Republican nominee Donald Trump and Democratic nominee Hillary Clinton speak during the first presidential debate Sept. 26. (Paul J. Richards/Agence France-Presse via Getty Images)

Deborah Tannen is a linguistics professor at Georgetown University and author of “You Just Don’t Understand” and “The Argument Culture.”

Interruptions are a staple of modern-day political debates, as we saw in the first presidential and the vice-presidential face-offs. Judging by the column inches, screen space and private conversations devoted to these interruptions, it’s clear that many viewers expect candidates to speak only during their allotted time. But that is no longer the norm. In the past, great communicators were great orators, but great communicators today sound conversational, and interrupting is common in conversation. And public discourse is now more about entertainment than enlightenment. For better or worse — better from the perspective of entertainment, worse for enlightenment — the announced formal structure of presidential debates has given way to rule-breaking interruptions. The question now is not whether candidates interrupt, but when and how, the frequency and why they do so.

One of the most commented-on elements of the first presidential debate was the imbalance: Trump interrupted Clinton 51 times — 25 times in the first 26 minutes — while she interrupted him only 17, according to Vox. Would Trump have used the same tactics had his opponent been a man? And would the moderator have stepped in more forcefully and more often had it been Clinton who was interrupting Trump?

It’s not that men never interrupt other men; after all, Trump interrupted his opponents in the primary debates, too. It’s that women are interrupted more. The interruption imbalance was also striking in Matt Lauer’s commander in chief forum interviews of Clinton and Trump, as the American Enterprise Institute commentator Norman Ornstein tweeted: “Lauer interrupted Clinton’s answers repeatedly to move on. Not once for Trump. Tough to be a woman running for President.” There is ample evidence for this view in research — and history.

One of the first studies in the field of gender and language, by Don H. Zimmerman and Candace West in 1975, found that in casual conversations between women and men, women were interrupted far more often. And in 1982, the University of Sheffield psychologist Geoffrey Beattie found that British Prime Minister Margaret Thatcher was interrupted far more often than male senior politicians, and that she interrupted others far less frequently as well. Years ago, when I was a guest on his one-on-one interview show, John McLauglin showed me video clips to illustrate a pattern he’d noticed on “The McLaughlin Group”: that panelist Eleanor Clift was interrupted far more often than her male counterparts.

The vice-presidential debate was revealing in this regard. Democrat Tim Kaine interrupted Republican Mike Pence more often than the reverse, but Kaine’s 70 interruptions were less than double Pence’s 40, whereas Trump’s and Clinton’s were far more imbalanced.

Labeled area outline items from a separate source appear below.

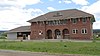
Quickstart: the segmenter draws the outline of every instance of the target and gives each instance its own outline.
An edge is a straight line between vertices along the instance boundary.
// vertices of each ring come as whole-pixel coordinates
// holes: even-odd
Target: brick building
[[[29,20],[31,39],[91,39],[92,14],[77,10],[53,11]]]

Not all interruptions are created equal. It might seem at first surprising that when I studied women and men talking at work, I found that women “interrupted” each other more often than men did — when they were in all-women conversations. I put the word “interrupted” in quotes because an interruption is a violation of turn-taking rights: A second speaker tries to steal the floor when a first has a legitimate claim to it. But the talking-along I observed in all-women conversations was typically intended to show enthusiastic listenership. I call these “cooperative overlaps,” because they function like a cheering squad, encouraging the speaker to keep going.

None of Trump’s interruptions of Clinton were cooperative, but not all of them were floor-stealing, either. To be sure, some were, as when he talked over her at length. But at other times his interruptions were more like interjections, as when he belted “Wrong!” while Clinton spoke. Quite different were quips to comment on how she was characterizing him. The opposite of “Wrong!,” these quips implied, “Right! And it’s a good thing, too!” Many felt that these interjections damaged Trump, by reinforcing Clinton’s suggestion that he didn’t pay any taxes (“That makes me smart”) or that he celebrated the housing crisis because it meant he could buy up property on the cheap (“That’s called business”).

An assumption underlying almost all comments on interruptions is that they are aggressive, but the line between what’s perceived as assertiveness or aggressiveness almost certainly shifts with an interrupter’s gender. When both debaters are men, they may gamble that it’s worth interrupting to come across as bold and assertive. But a woman must be more cautious: Just as we know that men tend to interrupt women more often than the reverse, we also know that when women interrupt men, they are judged more harshly.

If the goal of interruption is to grab the floor, Trump’s worked. According to ABC News, he ended up with more than 3 minutes more airtime than Clinton: 45 minutes and 3 seconds to her 41 minutes and 50 seconds. But the tactic backfired: Although Trump won the competition for talk time, it was generally agreed that he lost the debate. His lopsided interruptions were not the main reason, but they surely played a role.

The townhall meeting format of Sunday night’s debate will add layers of meaning to interruptions. It seems unlikely that questioners will be interrupted, because they represent the voters who are watching, and no one wants to offend them. But cutting off a candidate who is answering a voter’s question might seem disrespectful to the questioner, too. What we know for sure is that there will be interruptions — and how people judge them will no doubt vary, too.